Dr. Kohan completed her Ph.D. in the Biochemistry & Molecular Biology Graduate Program in 2009.
Advisor: Lisa M. Salati, Ph.D.
Doctoral Dissertation: "Mechanism by which dietary polyunsaturated fat regulates lipogenic gene expression"
Ali completed her Ph.D. in the summer of 2009. Her work established an important mechanism for intracellular regulation by dietary fat. She carried out her postdoctoral work with Dr. Patrick Tso at the University of Cincinnati and successfully obtained a F32 postdoctoral fellowship and a K01 Mentored Research Scientist Development Award from the NIH. Ali is currently an assistant professor in the Department of Nutritional Sciences at the University Connecticut.

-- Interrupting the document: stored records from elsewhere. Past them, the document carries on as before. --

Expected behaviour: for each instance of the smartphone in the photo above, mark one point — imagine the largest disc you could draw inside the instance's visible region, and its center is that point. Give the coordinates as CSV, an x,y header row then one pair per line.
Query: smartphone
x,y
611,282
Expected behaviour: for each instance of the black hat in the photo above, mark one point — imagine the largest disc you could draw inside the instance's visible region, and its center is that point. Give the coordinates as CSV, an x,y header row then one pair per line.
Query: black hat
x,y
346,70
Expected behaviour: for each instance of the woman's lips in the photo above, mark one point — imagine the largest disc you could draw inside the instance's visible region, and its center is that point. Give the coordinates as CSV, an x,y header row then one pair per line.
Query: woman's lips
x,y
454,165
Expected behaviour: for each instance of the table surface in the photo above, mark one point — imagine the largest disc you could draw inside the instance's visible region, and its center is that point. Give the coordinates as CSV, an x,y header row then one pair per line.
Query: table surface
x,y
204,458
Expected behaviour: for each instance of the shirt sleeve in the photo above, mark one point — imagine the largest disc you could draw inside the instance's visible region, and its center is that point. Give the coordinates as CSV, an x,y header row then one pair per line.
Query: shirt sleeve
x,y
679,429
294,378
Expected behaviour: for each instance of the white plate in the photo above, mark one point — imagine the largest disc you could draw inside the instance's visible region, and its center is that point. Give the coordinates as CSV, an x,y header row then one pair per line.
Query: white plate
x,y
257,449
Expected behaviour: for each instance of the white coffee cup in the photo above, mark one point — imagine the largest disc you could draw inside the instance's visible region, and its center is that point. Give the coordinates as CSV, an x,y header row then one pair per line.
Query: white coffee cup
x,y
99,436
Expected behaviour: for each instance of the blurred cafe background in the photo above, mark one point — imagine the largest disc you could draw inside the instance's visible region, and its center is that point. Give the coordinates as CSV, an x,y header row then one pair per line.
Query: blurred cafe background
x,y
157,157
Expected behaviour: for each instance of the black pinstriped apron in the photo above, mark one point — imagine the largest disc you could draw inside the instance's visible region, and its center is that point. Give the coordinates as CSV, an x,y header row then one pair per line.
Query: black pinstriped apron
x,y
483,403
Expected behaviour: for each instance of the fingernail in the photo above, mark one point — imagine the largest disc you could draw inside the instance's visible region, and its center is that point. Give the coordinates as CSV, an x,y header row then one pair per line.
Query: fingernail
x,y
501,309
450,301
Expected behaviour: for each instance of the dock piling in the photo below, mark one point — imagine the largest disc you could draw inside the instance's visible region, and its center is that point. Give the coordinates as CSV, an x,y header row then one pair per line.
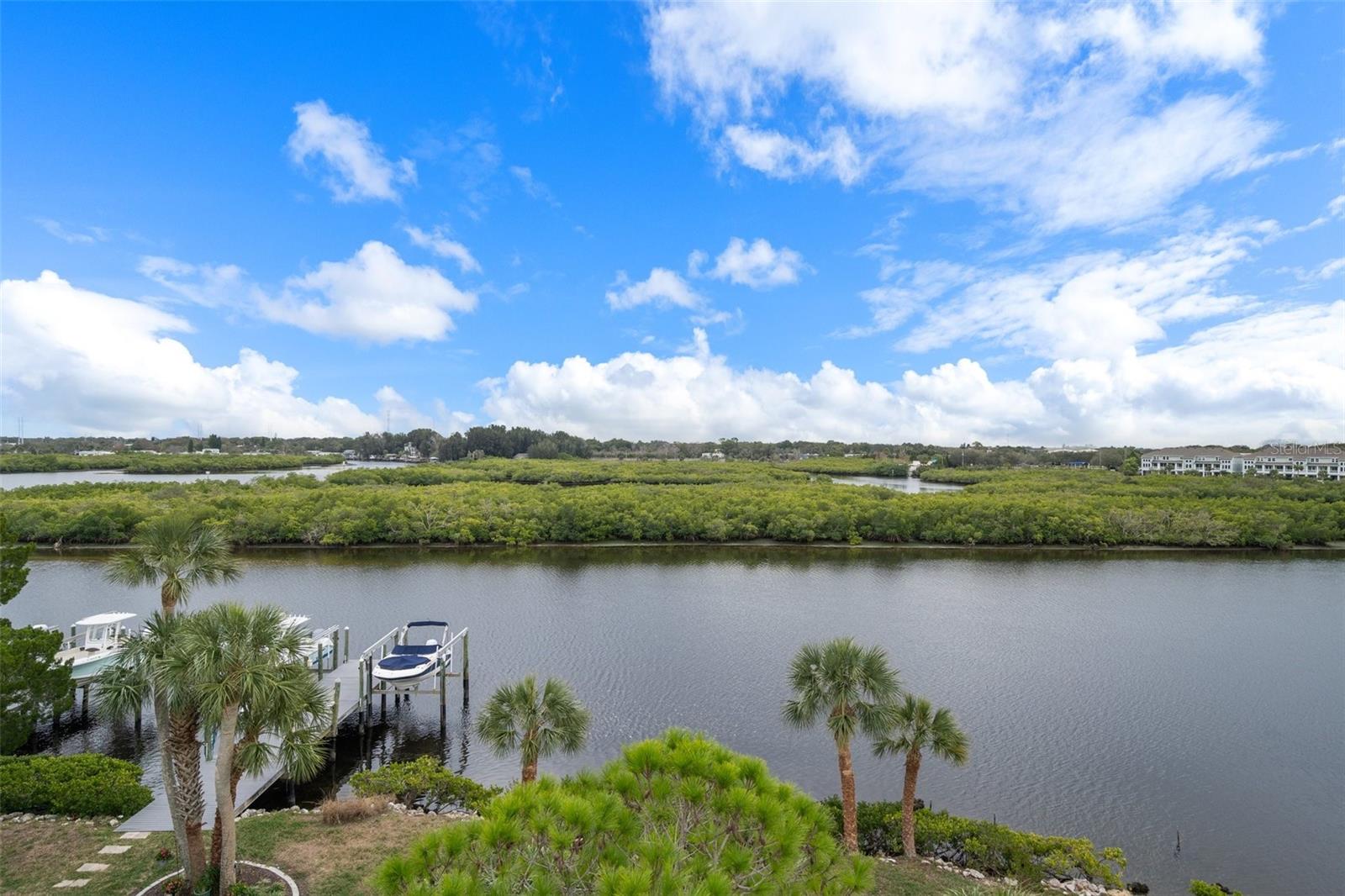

Dr. Kohan's research program focuses on the role of apolipoprotein C-III in mediating inflammatory disease. The canonical role of apolipoprotein (apo) C-III is to inhibit lipid uptake by peripheral tissues and liver, stimulating hypertriglyceridemia. Her lab first reported that overexpression of human apoC-III in mice results in delayed dietary fat absorption and secretion of smaller chylomicrons.
Prior to this discovery, all other known effects of apoC-III were deleterious. Genetic variants in apoC-III exist, but there is only one family known to have a complete loss of apoC-III, suggesting a strong evolutionary pressure to retain apoC-III expression.
She and her lab have now determined that in addition to the delay in dietary fat absorption, apoC-III overexpression confers significant protection from colitis in mice (induced with dextran-sulfate sodium (DSS), and confers resistance to all associated pathologies including weight loss, colon shortening, macroscopic damage, and pro-inflammatory secretion of IL-17.
Major efforts in her research laboratory are focused on: (i) mechanism of apoC-III regulation of intestinal regulatory T cells (Tregs); (ii) the interplay between dietary lipid absorption-chylomicron secretion-and apolipoprotein expression and inflammatory bowel disease; and (iii) the influence of plasma lipoproteins, particularly triglyceride-rich lipoproteins with apoC-III, on intestinal lipid metabolism. The laboratory has extensive experience in intestinal lipid absorption, lipoprotein synthesis and secretion, plasma lipoprotein metabolism, and they developed the primary intestinal organoid model for the study of lipoprotein synthesis and secretion.
The overall goal of Dr. Kohan's research is to determine the mechanisms through which intestinal apolipoproteins impact disease in human populations, and the therapeutic implications of this physiology.